O georreferenciamento do aplicativo Fordan/Ufes tem objetivo semelhante, compara. “O aplicativo do Espírito Santo vai ser super importante para orientar as políticas públicas municipais, estaduais e federais”.
Outro apontamento importante, prevê, é das estratégias de gestão dos dados que ele irá gerar. “O aplicativo sozinho não vai salvar a vida das mulheres. É preciso que as instituições que irão receber essas denúncias e esses dados atuem de forma precisa. Por isso é importante ter um grupo gestor com ação transparente, monitorando a implantação do aplicativo e fazendo os ajustes que irão surgir, conforme ele é colocado em prática”, orienta.
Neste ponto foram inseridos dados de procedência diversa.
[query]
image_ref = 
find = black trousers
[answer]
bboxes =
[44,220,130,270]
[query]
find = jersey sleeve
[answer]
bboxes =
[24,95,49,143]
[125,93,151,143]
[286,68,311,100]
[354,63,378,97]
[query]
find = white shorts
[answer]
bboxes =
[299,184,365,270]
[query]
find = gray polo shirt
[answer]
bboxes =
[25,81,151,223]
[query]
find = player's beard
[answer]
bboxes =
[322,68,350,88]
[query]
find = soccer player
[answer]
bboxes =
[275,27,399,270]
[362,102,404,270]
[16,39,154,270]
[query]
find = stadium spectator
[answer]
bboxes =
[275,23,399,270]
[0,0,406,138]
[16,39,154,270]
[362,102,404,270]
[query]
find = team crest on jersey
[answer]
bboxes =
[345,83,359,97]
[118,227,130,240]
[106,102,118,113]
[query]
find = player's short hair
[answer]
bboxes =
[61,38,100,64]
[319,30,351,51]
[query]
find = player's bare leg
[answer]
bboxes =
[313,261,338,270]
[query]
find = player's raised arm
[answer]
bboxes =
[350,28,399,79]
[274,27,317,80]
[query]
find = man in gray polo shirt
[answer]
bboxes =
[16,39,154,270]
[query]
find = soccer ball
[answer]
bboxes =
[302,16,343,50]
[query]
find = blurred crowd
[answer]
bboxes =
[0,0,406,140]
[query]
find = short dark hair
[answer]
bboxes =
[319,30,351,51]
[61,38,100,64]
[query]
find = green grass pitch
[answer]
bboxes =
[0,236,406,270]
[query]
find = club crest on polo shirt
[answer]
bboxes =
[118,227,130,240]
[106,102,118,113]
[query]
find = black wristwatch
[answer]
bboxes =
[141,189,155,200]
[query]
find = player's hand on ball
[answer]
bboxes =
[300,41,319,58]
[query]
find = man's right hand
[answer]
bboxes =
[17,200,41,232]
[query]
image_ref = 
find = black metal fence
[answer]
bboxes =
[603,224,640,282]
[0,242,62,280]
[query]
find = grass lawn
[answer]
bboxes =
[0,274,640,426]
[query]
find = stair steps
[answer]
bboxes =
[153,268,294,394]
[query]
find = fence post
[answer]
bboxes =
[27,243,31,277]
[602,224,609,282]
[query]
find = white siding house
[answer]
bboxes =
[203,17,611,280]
Tudo isso, reafirma, para que, a partir do georreferenciamento das denúncias, sejam criadas as estratégias de avaliação de risco e de proteção das mulheres e de suas famílias. “O foco tem que ser na mulher em situação de violência, em suas necessidades e especificidades”.
Lançamento e parcerias
Além da promotora e conselheira Márcia Teixeira, o lançamento do Aplicativo Fordan/Ufes será feito também pela secretária nacional Iêda Leal, da Secretaria de Gestão do Sistema Nacional de Promoção da Igualdade Racial do Ministério da Igualdade Racial (MIR).
O evento acontece nesta sexta-feira (22), às 16h, no Teatro Universitário, no campus de Goiabeiras da Ufes. A participação é gratuita e aberta a toda a população e as inscrições podem ser feitas por formulário online.
O jornal Século Diário é outro parceiro da iniciativa, que conta também com o apoio das seguintes instituições e mandatos políticos: Defensoria Pública do Estado (DPES/ES); União Nacional de Negras e Negros pela Igualdade (Unegro); Fórum Nacional de Mulheres Negras (FNMN); Sociedade Brasileira de Psicanálise (SBP); Associação Brasileira de Advogados Criminalistas – Espírito Santo (Abracrim-ES); Pró-Reitoria de Extensão da Universidade Federal do Estado (Proex/Ufes); Pró-Reitoria de Pesquisa e Pós-Graduação da Universidade Federal do Espírito Santo (PRPPG/Ufes); Programa de Estudos Interdisciplinares sobre Mulheres, Gênero e Feminismo da Faculdade de Filosofia e Ciências Humanas da Universidade Federal da Bahia (PPGNEIM/UFBA); Clínica Jurídica LGBTQIA+/UFF; Centro de Treinamento de Artes Maciais (Stallony Team); Instituto Talentos Esportivos São Pedro (ITESP); Associação de Moradores do Bairro Santos Reis; Movimento Comunitário do Bairro São Pedro; Cine Por Elas; CineMarias; procuradora da Mulher na Assembleia Legislativa, Iriny Lopes (PT); deputado federal Helder Salomão (PT); vereador de Vitória André Moreira (Psol); vereador de Aracruz Vilson Jaguarete (PT); deputada estadual Camila Valadão (Psol); e vereadora de Vitória Karla Coser (PT).